Skip to content

BUG: Regression in DataFrame.__setitem__ with DataFrame, Categorical level of MultiIndex in pandas 3.x #62518

@TomAugspurger

Description

@TomAugspurger

Pandas version checks

  • I have checked that this issue has not already been reported.

  • I have confirmed this bug exists on the latest version of pandas.

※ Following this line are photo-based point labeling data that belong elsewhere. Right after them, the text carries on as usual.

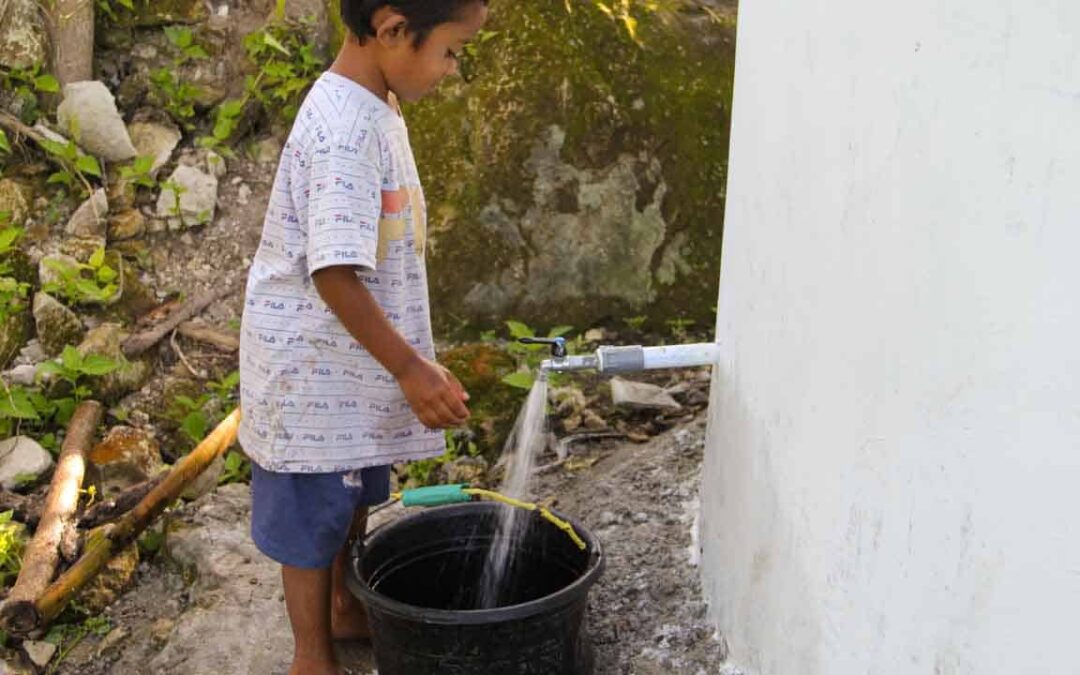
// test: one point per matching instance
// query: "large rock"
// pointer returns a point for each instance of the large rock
(90, 219)
(591, 188)
(23, 40)
(196, 202)
(56, 325)
(22, 460)
(105, 340)
(89, 112)
(235, 585)
(13, 201)
(642, 395)
(126, 456)
(154, 139)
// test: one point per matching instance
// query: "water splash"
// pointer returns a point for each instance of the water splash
(524, 445)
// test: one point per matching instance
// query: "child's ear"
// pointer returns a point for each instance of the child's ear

  • I have confirmed this bug exists on the main branch of pandas.

Reproducible Example

import pandas as pd

meta = pd.DataFrame(columns=pd.MultiIndex.from_arrays([['a', 'a', 'z', 'z'], pd.Categorical([1, 2, 1, 2])]), dtype=object)
meta['z'] = meta['z'].astype('int64')

Issue Description

The above script runs fine with pandas==2.3.3

❯ uv run --python=3.13 --with pandas python debug.py  # no errors

But with pandas nightly, it errors

❯ uv run --python=3.13 --extra-index-url=https://pypi.anaconda.org/scientific-python-nightly-wheels/simple --prerelease=allow --with "pandas>=3.0.0.dev0" python debug.py

with

Traceback (most recent call last):
  File "/Users/toaugspurger/gh/debug.py", line 4, in <module>
    meta['z'] = meta['z'].astype('int64')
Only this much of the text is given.